Esta característica generará que nuestras acciones sean capaces de sembrar caos y destrucción por doquier añadiendo un elemento táctico al combate que en ciertas zonas se expandirá más allá de las clásicas trampas, sumando a su elenco de posibilidades objetos arquitectónicos del decorado que derribar para rodear, atrapar o incluso aplastar a nuestros enemigos.
En más de una ocasión Bioware ha declarado que su objetivo es recuperar las clásicas sensaciones de combate del título primigenio de la saga, dotando a los enfrentamientos de una perspectiva más táctica que sin embargo no renunciará a la espectacularidad de
Dragon Age II. Equilibrar nuestro grupo será tan importante o más que saber leer el estado del terreno o la disposición de las tropas enemigas, convirtiéndose cada batalla en un sesudo compendio de acrobacias, magias, explosiones y órdenes de equipo que se apoyarán en una notable mejora de la IA aliada.
Viejos conocidos y nuevas caras sumarán sus armas a la causa del Inquisidor conformando un grupo completamente heterogéneo en el que destacarán personajes clásicos como el dicharachero Varric y su fiel Bianca o Cassandra Pentaghast, la buscadora de la Capilla encargada de dirigir la narración de la historia del Campeón de Kirkwall junto a Varric.
Para gozo de los fans,
Dragon Age: Inquisition no renuncia a sus orígenes y mucho menos a las decenas de horas que los jugadores habituales de la franquicia han dedicado a su criatura, implementando
la posibilidad de importar las partidas -aunque de momento no ha sido desvelado el método- de las dos primeras entregas para generar la celebrada sensación de continuidad que se encargó de inaugurar la saga
Mass Effect. Decisiones trascendentales, pequeños guiños, conversaciones sin importancia o el mismísimo regreso de Morrigan… de una manera u otra nuestras hazañas pasadas en Thedas se verán plasmadas en la historia del Inquisidor jugando un papel nimio o fundamental dependiendo del peso de éstas.

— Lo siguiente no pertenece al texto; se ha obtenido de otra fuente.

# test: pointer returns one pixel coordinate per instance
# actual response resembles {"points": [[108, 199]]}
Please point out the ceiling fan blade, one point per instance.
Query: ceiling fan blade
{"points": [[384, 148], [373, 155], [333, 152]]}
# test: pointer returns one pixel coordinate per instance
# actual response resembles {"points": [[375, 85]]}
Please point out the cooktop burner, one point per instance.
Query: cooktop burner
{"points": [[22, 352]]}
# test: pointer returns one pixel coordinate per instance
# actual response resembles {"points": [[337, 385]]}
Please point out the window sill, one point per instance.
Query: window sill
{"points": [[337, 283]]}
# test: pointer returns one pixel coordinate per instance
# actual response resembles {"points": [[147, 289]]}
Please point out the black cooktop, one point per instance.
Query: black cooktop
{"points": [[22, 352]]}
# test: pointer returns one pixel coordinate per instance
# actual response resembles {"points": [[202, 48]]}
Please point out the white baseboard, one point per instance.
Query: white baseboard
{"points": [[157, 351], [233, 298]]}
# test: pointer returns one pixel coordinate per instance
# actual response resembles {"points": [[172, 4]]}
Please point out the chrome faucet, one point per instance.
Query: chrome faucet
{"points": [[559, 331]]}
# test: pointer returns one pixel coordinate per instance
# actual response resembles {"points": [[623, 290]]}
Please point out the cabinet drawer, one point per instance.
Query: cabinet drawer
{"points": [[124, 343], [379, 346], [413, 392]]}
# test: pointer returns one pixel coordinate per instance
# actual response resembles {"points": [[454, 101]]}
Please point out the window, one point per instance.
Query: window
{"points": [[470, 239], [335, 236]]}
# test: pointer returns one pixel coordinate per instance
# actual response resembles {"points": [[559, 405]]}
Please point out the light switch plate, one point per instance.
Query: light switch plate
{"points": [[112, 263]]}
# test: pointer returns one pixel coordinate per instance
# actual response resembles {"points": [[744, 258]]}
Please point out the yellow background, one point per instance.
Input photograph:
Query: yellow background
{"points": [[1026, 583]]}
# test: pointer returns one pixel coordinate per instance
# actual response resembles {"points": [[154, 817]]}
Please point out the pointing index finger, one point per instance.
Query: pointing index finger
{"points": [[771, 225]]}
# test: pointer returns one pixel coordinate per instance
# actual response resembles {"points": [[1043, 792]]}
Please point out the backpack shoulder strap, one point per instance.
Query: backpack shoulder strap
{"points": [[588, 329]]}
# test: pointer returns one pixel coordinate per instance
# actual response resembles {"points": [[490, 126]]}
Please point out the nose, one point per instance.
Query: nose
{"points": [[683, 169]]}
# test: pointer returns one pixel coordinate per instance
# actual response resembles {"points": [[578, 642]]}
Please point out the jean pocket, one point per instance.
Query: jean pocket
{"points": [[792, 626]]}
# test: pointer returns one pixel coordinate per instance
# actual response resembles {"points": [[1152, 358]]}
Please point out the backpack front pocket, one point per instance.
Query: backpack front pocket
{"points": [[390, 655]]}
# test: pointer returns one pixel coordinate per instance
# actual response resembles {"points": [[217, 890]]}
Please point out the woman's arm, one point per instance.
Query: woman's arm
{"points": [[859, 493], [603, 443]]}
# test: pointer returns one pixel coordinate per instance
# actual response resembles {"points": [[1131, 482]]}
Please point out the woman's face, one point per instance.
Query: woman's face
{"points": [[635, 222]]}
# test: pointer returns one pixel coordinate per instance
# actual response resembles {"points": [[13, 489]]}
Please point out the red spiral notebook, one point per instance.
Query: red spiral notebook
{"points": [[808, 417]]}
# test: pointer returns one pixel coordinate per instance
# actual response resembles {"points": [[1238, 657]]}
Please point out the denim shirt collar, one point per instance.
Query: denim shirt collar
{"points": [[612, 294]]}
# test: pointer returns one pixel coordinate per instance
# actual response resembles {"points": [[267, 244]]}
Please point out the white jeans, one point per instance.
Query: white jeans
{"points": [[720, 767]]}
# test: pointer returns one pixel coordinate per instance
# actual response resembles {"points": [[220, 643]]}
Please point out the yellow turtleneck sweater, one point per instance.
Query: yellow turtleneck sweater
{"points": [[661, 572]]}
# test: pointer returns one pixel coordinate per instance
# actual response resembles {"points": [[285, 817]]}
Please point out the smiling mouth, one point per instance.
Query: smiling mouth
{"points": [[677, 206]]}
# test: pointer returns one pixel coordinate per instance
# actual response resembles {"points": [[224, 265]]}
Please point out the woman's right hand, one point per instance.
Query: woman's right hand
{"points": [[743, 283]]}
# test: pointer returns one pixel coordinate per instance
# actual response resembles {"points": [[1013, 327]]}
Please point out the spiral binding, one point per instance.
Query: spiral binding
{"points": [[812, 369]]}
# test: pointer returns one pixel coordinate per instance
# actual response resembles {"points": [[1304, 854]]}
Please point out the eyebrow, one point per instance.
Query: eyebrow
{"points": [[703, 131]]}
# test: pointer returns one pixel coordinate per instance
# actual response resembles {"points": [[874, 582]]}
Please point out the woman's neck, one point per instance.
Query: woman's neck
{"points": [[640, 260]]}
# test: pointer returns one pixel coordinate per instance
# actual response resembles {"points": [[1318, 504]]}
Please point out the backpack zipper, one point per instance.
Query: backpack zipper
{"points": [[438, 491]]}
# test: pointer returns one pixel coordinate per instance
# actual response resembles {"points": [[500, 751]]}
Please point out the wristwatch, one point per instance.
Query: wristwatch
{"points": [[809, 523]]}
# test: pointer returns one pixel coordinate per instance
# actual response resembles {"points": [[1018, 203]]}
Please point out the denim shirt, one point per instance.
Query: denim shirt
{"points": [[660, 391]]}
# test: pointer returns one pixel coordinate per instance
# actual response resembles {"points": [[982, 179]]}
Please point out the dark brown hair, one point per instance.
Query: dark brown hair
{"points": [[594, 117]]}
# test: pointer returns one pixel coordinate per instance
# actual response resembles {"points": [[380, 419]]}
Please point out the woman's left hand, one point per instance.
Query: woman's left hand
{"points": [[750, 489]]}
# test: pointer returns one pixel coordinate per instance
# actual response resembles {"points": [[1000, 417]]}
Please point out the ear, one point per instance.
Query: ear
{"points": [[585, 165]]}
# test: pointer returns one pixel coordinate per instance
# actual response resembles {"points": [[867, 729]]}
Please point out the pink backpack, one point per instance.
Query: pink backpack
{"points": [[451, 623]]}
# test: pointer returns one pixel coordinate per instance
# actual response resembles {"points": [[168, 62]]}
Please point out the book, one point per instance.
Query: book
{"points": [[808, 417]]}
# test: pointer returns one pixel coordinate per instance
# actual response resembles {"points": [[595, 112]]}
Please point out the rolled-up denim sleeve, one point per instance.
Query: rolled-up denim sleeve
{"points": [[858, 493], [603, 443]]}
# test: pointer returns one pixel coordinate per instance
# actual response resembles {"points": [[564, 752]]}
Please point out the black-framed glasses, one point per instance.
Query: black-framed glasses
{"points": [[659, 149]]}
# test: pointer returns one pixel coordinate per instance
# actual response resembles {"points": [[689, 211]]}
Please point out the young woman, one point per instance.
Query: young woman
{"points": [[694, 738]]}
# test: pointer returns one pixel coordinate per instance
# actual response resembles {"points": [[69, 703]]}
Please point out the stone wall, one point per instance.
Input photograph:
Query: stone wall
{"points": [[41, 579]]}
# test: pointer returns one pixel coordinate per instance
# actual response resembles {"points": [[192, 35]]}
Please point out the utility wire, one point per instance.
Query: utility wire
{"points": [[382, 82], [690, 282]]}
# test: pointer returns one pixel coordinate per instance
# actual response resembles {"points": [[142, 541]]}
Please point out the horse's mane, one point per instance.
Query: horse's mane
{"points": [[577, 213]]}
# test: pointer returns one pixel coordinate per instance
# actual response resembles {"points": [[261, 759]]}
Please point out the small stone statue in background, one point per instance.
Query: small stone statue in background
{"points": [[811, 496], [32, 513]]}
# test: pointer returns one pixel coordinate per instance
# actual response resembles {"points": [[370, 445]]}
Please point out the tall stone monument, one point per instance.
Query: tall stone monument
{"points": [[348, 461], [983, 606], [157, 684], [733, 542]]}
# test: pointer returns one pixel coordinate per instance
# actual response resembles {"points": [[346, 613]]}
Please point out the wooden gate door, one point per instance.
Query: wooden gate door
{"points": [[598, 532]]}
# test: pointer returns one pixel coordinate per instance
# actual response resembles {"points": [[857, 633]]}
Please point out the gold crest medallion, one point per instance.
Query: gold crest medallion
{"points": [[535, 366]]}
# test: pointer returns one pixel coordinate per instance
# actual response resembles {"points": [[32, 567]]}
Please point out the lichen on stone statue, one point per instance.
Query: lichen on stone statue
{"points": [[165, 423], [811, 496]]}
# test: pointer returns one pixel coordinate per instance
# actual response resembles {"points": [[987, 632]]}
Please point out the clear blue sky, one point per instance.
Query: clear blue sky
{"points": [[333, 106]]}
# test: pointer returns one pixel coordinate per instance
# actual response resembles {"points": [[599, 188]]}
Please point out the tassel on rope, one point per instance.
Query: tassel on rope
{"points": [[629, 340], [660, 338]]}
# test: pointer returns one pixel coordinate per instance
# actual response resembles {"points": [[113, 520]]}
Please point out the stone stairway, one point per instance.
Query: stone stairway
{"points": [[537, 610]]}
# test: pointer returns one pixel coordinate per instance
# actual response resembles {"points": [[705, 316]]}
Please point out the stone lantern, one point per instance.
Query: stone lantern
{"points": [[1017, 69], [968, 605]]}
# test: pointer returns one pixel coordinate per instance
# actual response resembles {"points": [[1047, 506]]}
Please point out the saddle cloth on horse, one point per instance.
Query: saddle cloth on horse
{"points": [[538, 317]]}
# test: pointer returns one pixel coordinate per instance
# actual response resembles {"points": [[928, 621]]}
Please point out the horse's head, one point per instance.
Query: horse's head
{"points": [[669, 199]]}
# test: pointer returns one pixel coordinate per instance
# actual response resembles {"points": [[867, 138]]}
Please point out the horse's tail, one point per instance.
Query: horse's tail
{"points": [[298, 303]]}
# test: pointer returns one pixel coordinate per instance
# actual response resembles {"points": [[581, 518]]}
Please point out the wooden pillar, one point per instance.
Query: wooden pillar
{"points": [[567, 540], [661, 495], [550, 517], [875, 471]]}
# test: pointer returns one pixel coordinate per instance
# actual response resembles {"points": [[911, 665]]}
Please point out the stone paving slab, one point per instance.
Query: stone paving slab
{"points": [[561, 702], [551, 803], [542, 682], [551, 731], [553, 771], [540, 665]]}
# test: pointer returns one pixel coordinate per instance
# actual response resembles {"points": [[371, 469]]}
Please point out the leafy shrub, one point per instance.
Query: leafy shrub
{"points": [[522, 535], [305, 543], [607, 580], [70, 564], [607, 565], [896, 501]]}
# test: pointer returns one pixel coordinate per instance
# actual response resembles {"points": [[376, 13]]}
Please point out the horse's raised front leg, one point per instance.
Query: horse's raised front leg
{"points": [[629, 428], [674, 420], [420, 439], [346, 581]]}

Y es que al fin y al cabo existen múltiples caminos para lograr los objetivos, algo por lo que la desarrolladora canadiense viene apostando desde hace años. Aferrarse a los extremos y pagar las consecuencias o tratar de resolver el conflicto por medios más neutrales aun a riesgo de acabar ante un rotundo fracaso. El rol de nuestro alter ego digital volverá a permitirnos encarnar desde un salvador cuya máxima sea alcanzar sus objetivos con los mínimos daños colaterales al del clásico ser despiadado al que poco le importará arrasar un aldea si con ello logra infligir un duro golpe a las tropas rivales.
Libertad ante todo, pero siempre con un precio a pagar. Las decisiones en
Dragon Age: Inquisition se postulan nuevamente como uno de los ejes sobre el que pivotar el resto del título, legando al consumidor una experiencia que de acercarse mínimamente a lo prometido será capaz de ofrecer batalla a la dura competencia que se avecina.
De una manera u otra los engranajes vuelven a rodar, esta vez sin visos de detenerse. La marcha de Ray Muzyka y Greg Zeschuk no parecen haber afectado en nada a los planes de Electronic Arts para la franquicia, que orgullosa avanza sin demora hacia las plataformas actuales y de nueva generación. Los últimos meses de 2014 auguran una batalla encarnizada entre algunas de las grandes propuestas del sector y
Dragon Age no piensa faltar a su cita.